Google has announced yet another high profile investment. The search giant is expected to invest more than half a billion dollars in China’s e-commerce player, JD.com. As part of the deal, Google will be issued 27 million new JD.com Class A ordinary shares with a value of $20.29 per share.
The two companies are currently at loggerheads in Southeast Asian markets. The new round of investment is expected to reduce the friction. It is quite likely that both the companies will collaborate and offer personalized shopping experience. As far as JD.com is concerned, the company will now list certain items that are exclusive to the American and the European market. It will make use of Google Shopping, a service that lists and compares products between different e-commerce websites.

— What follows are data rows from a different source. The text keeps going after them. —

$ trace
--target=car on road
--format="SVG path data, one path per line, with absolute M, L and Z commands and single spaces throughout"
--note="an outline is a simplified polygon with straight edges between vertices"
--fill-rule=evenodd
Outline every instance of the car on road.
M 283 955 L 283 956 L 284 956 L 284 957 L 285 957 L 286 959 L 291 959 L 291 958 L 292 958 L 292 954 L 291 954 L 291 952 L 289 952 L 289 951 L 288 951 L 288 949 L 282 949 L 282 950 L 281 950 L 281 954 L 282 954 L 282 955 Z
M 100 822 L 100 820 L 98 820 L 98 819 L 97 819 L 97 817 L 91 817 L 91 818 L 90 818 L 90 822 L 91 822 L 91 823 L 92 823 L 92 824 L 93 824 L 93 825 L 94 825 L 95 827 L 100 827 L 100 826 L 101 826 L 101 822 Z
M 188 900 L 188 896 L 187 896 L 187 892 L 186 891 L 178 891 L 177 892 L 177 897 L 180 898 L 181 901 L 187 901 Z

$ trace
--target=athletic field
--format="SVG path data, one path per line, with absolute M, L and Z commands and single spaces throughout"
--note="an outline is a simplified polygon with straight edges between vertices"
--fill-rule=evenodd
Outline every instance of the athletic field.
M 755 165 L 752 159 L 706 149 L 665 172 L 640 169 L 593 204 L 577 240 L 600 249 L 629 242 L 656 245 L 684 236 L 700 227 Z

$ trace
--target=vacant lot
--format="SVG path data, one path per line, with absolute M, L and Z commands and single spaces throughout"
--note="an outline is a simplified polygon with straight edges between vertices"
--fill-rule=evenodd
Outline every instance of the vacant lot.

The Google partnership is also expected to increase the visibility for JD.com. As per a recent report, Google has been helping Amazon achieve better sales with its search engine. All said and done, eventually, deals like this are expected to reflect positively on Google’s Digital Advertising Revenue. Furthermore, this will also help JD.com score some brownie points when it comes to voice-powered e-commerce.
JD.com started out as 360Buy in 1998. The e-commerce company has scaled to new heights and is currently the largest Chinese retailer by revenue. It was one of the first Chinese e-commerce companies that controlled the logistics network in order to increase the leverage of their supply chain. Interestingly, JD has also been working with Walmart with the latter handing over its Chinese e-commerce business in exchange for 5% equity stake. It is also worth mentioning that JD.com is an e-commerce company that directly rivals with Jack Ma’s Alibaba.
Richard Liu, CEO, and founder of JD.com has recently expressed his concern over the freshly brewing trade war between the US and China. It is for this reason that JD.com has put a pause to its U.S expansion plans.